ダイバーシティ(Diversity)は、多種、多様、雑多などの意味を持つ英単語です。これが社会文化の概念として使われるようになったのは、実は60年近く前のこと。それはアメリカにおける、女性や人種的マイノリティの人たちへの差別を解消するための公民権運動が発端でした。

運動によって差別行為が損害賠償の対象となり、企業側が賠償リスクを避けるために、雇用や職種といったことから平等性をはかっていったのです。

始まりの理由こそネガティブでしたが、現在のダイバーシティはもっと前向き、発展的に捉えられていて、企業が成長していくための経営戦略の一つとなっています。

日本でのダイバーシティの広がりは、性別による雇用機会の差別が問題になった1980年代から始まったといえます。1985年の「男女雇用機会均等法」を皮切りに、今年6月の改正育児・介護休業法、SOGIハラ・アウティング防止を措置義務としたパワハラ防止法の成立まで、市民感情や政治主導を受けて法改正を重ね、今に至ります。

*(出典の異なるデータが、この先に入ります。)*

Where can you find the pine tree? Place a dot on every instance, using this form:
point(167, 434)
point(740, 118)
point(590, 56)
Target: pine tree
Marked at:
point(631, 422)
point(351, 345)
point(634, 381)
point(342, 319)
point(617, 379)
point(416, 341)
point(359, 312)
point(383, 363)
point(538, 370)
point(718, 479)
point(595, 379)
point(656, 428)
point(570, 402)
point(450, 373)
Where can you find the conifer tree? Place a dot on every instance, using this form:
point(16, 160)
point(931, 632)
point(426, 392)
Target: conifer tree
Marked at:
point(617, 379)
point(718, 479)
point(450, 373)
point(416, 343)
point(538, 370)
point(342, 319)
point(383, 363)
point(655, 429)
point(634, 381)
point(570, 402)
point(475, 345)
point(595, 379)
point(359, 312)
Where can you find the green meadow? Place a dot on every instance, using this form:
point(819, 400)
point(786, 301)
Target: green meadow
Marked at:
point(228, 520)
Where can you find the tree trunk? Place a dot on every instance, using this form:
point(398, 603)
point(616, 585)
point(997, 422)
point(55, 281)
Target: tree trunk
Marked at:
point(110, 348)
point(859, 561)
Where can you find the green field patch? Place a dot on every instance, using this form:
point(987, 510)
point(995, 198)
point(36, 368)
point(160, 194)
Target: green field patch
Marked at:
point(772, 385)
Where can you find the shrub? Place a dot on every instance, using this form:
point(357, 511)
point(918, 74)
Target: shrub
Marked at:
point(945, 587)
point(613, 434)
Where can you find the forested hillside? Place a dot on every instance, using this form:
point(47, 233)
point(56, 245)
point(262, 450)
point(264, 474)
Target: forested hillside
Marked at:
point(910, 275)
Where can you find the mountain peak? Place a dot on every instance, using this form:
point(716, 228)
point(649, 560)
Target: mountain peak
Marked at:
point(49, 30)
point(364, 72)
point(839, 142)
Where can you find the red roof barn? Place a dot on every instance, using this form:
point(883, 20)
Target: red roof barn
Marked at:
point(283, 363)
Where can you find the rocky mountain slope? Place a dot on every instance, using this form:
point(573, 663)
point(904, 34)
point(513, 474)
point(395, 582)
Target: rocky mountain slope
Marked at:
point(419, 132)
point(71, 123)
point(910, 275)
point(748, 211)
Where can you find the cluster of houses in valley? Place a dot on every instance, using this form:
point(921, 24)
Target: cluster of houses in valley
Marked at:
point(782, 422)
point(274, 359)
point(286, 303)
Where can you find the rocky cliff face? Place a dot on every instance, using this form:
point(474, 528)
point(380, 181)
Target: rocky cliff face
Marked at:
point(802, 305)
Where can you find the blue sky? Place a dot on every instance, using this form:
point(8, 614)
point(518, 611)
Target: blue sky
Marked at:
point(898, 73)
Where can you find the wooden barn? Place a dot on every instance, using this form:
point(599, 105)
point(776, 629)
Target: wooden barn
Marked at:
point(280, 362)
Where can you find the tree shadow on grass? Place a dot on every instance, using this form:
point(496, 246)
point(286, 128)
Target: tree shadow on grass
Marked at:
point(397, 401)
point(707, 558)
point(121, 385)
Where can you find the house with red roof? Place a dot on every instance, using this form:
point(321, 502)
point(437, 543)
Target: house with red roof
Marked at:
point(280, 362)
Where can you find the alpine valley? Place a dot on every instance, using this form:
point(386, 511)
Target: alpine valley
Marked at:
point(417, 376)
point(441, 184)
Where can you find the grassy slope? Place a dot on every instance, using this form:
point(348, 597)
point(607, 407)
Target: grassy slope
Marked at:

特に日本では「少子高齢化」による労働人口の減少がダイバーシティ推進の要因となりました。女性社員が結婚、出産によって退職する状況では、企業が十分な人員の確保を望めなくなったのです。

また、地理的、歴史的な理由から、私たち日本人は人種や国・地域による文化の相違に疎い傾向があります。しかし、世の中は本格的なグローバル社会となりました。各国、地域の文化を知り、商品・サービス、流通に活かすことが、喫緊の経営課題となっています。

企業経営にダイバーシティを取り入れる効果

日本はもとより、先進国の消費は成熟し、消費形態も「物」から「事」へと変化しています。物質的な豊かさより心の豊かさを重んじる傾向も見られ、仕事より自分自身や家族、地域社会での暮らしを優先する生き方も、認められるようになりました。個々人によって働き方が多様化し、企業はそうした潮流を無視することができなくなっています。

そうした背景を慮ると見えてくるのが、企業経営にダイバーシティを取り入れることの効果です。

まず言えるのは、人材の確保です。

前述したように、企業はかつての枠組みを取り払い、性別に区別なく広い世代に人材を求めなければ、十分な人員を確保できません。また、学校でダイバーシティ教育を受けてきた世代の定着をはかるには、古い習慣・ルールを是正したうえで、より踏み込んだダイバーシティ施策が求められます。

レイ・クラインもランド研究所も人口は国力に影響すると提唱しています。この論理に則れば、従業員数は企業力に影響します。もちろん数が全てではありませんが、仕事をするに足る社員数は絶対的に必要となります。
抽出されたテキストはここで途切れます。